Saturday, June 8, 2024 -A chieftain of the Peoples Democratic Party, PDP in Delta State, Sunny Onuesoke has said the solution to Nigeria’s economic problem is not an increase in minimum wage but deflation of the economy.
He made the assertion in a phone interview
with our correspondent in his reaction to the imbroglio between the federal
government and labour unions in the country.
Onuesoke said the increment of wages will
not solve the economic problem in the country but it will rather increase it.
Nigerians
are getting it wrong. What Nigeria want is deflation. If you increase the
salary to one million Naira today, the prices of goods and services will keep
increasing.
“The
more you increase the minimum wage, the more it goes ‘pari pasu’ with the
increase of goods and services. The average person who is not in the civil
service but produces food items like pepper, tomatoes, yam, garri etc will
increase his produce.”
According
to Chief Onuesoke, ”Wage increase cannot resolve the inflation rate because as
there is more salary increase, there is more currency circulating in the
system. When there is more currency flow in the system, the prices of goods and
services will keep increasing. It is a simple economic theory. The more
increases in workers’ salaries, the more you will build up the high inflation
rate.
“The
country is not being controlled by only civil servants alone. The civil servant
is just 14% of those providing services in Nigeria. They are an insignificant
margin. When you are thinking of civil servants, the private sectors are not
addressed as civil servants. There is no private sector that will be able to
pay that amount of money as salary monthly.”
He said
what Nigerians need right now is the reduction of the inflation rate to the
extent that even if a worker is receiving N20,000 thousand as minimum wage, he
should be able to pay his rent and take care of other responsibilities
comfortably.
He also
urged the federal government to intensify building low-cost houses for the
common man, subsidise them and mortgage the same for the period of their
lifetime as a way to reduce the inflation rate.
“The
people need social infrastructure that will downsize, that will deflate, that
will reduce the hard side of their hardship. What I am saying is that the
Federal Government and state governors should intensify massive agricultural
and housing programmes. They should subsidise and reduce the cost of education.
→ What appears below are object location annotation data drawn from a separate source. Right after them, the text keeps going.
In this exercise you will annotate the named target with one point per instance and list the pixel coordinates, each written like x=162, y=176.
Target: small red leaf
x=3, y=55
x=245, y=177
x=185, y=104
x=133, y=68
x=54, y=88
Health insurance should be all-embracing.
“Our
problem is that we are giving projections without knowing the database of
Nigerians. If you ask our leaders how many acres of land will produce a certain
quantity of cassava, they don’t know it. But they go on air to produce certain
figures borrowed from armchair economists.
“Each
local government should be able to have 80,000 acres of cassava farmland. Yam,
maize, rice etc. They should fix the refineries. What stops the country from
fixing the four refineries till tomorrow? Is it a problem to fix the
refineries? Why are we importing refined products and we are the number six
oil-producing country in the world”.
The
increase in the minimum wage is an addition of two thousand naira which the
Federal Government said is above their initial offer of sixty thousand naira.
The
labour union had stepped down their demands from four hundred and ninety-four
thousand Naira ₦494,000
to ₦250,000 per month.
Both parties have not arrived at any conclusion on the matter.